A String of Beads (Jane Whitefield, #8)(47)



Jane woke when the car lurched hard to the side and skidded, throwing her forward against the restraint of her seat belt. She clutched the armrest but the car fishtailed as Jimmy struggled to keep the wheels headed forward, then hit the brakes. She saw a set of taillights to the left, and then a series of them flashing past to the right. Jimmy shouted, “That guy tried to hit me!”

“Pull to the right, away from him.” She punched the emergency blinker switch on the dashboard so it began to tick and flash, lowered her window, and stretched her arm out to signal to the cars coming up, half leaning out to look into their headlights. “Go now!”

Jimmy moved over one lane and kept going. Jane kept her arm out the window as she watched for an opening, then said, “Now!” Jimmy made it to the right lane. “Take the next exit, and get there as fast as you can.”

As he reached the exit a few seconds later and guided the car to the ramp, Jane held on to the back of her seat and stared out the rear window of the car. “He doesn’t seem to have made it over to the exit, but he’ll take the next one.”

“He was actually trying to hit me,” Jimmy said. “It was as though he wanted to slam us into the rail.” He stopped at the bottom of the ramp and then pulled cautiously into the traffic moving to his right on the road.

“Pull into that lot up there—the hotel—and around the building to the back.”

Jimmy pulled off the road and into the large parking lot that surrounded a twenty-story hotel. He drove up an aisle filled with cars and around the building, then pulled into one of the empty spaces at the rear of the building where their car could not be seen from the street.

“Leave the motor running. This will only take a minute.” Jane got out and walked around the car, and then knelt beside the driver’s side door. After a few seconds she swung the door open and Jimmy got out.

“You didn’t find anything, right?” Jimmy said. “The SUV didn’t actually hit us, but he would have if I hadn’t seen him in time.”

“The driver wasn’t trying to smash into us.” Jane pointed at the bottom of the door just above the rocker panel. There was a small round hole punched in the sheet metal of the door. “That’s a bullet hole. There’s another one here. The shooter in the passenger seat must not have been prepared for you to drop back so suddenly. When you stomped on the brake he had to take his shot after he was ahead of you with his arm trailing out the window.”

“Why would cops shoot at me?”

“They weren’t the police. Cops give you a chance to let them take you the easy way. They don’t just open up on a car going seventy in traffic. I also think the shots weren’t loud enough, so the gun must have had a suppressor. The police don’t use them.”

“I don’t get this.”

“I don’t either. But from the look of the holes, I’d guess he could have been aiming for your left front tire to get us to pull over. He could also have been aiming at you.” She sat in the driver’s seat. “Get in. They’ll be taking the next exit about now. We’d better be gone before they get back here.”

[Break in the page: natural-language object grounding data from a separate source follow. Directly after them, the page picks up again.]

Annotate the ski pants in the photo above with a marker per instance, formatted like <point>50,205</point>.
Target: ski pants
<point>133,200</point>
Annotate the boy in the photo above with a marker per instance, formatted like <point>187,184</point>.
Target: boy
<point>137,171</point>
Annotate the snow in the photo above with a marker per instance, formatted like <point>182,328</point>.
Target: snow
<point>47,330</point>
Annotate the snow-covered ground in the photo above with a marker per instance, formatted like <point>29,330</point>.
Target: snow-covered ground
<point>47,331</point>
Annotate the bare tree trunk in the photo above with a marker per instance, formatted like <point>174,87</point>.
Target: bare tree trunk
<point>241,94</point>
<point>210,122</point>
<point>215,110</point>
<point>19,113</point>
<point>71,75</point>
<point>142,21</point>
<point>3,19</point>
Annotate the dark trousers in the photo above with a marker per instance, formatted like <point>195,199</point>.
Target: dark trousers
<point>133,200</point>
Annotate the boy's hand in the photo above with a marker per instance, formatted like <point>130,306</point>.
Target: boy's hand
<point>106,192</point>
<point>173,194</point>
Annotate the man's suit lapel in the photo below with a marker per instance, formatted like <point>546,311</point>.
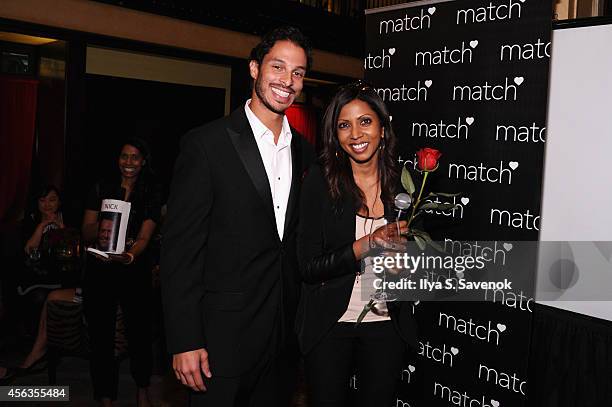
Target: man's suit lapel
<point>296,175</point>
<point>243,139</point>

Jimmy got in, and Jane backed out of the space and drove around the big building. “We’ll change course and stay off the interstate. While you’re watching for the black SUV, also watch for a sign that says Route Eleven. It’ll be one of those white state highway signs.”

“Okay.”

Jane drove aggressively, not breaking any laws except the speed limit, but changing lanes frequently to avoid being trapped behind slow cars and trucks.

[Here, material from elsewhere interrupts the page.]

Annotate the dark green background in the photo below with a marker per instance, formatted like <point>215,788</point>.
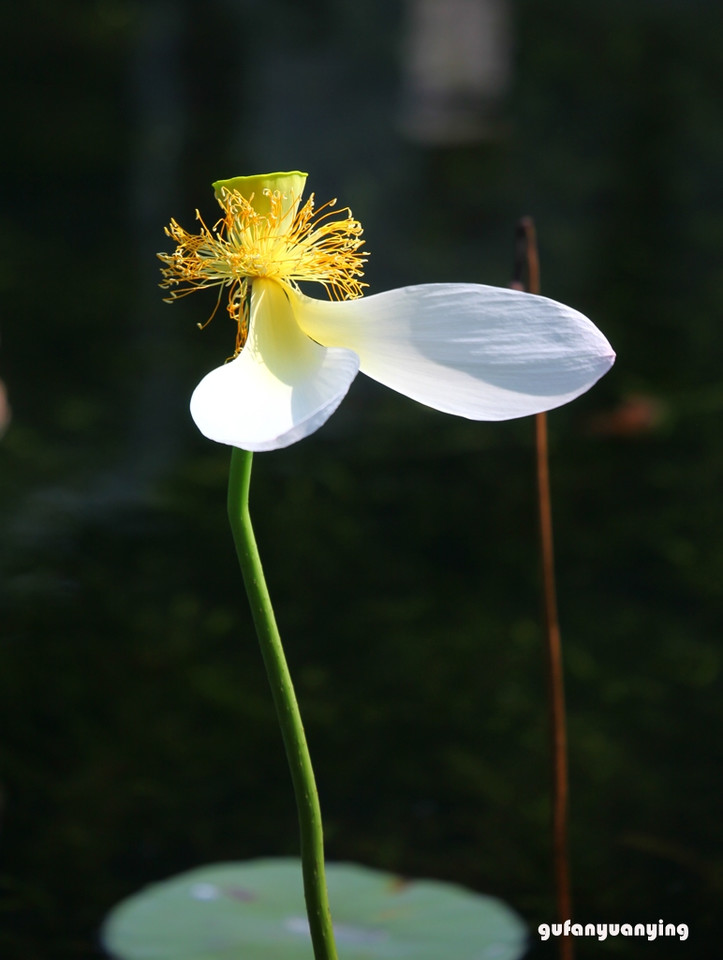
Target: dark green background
<point>136,731</point>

Jimmy said, “What kind of person would be coming after me with a gun with a silencer? Who even has a silencer?”

“Last time I looked it up there were thirty-nine states where it was legal to own one, and Ohio was one of them. You pay a two hundred dollar transfer tax to the ATF, and wait for them to process your application. If you’re somebody who can legally own a handgun, eventually you’ll get your silencer.” She kept her eyes on the road, trying to use each moment to get as far as she could from the highway exit they’d taken.

She looked into the rearview mirror and said, “If I were you, I wouldn’t be thinking about hardware. I’d be trying to bring back anything I could about Nick Bauermeister, or his lawyers, his friends, family, or anything else that would tell us why somebody in another state would be looking for you.”

“I don’t know. I told you I didn’t kill him. I don’t know anything about him except that he was a drunk taking a swing at me in a bar. Maybe he had a relative or friend who’s a badass and doesn’t trust the police to get me.”

“This isn’t one man,” Jane said. “I saw two men at the hotel, and just now there were a driver and a shooter. The only way anybody could have found us in Ohio was by looking at your mother’s phone record. That narrows things down.”

“I thought you said it wasn’t the police.”

“Now I’m sure it isn’t. But there could be somebody who works for some police agency who’s doing a favor, or somebody in the phone company. There are also data brokers you can reach online who might get a list of calls made to your mother’s phone. Nick Bauermeister’s angry cousin isn’t likely to have done these things. Angry amateurs lose control and try to strangle you in court. They don’t hire pairs of killers to hunt you down two states away.”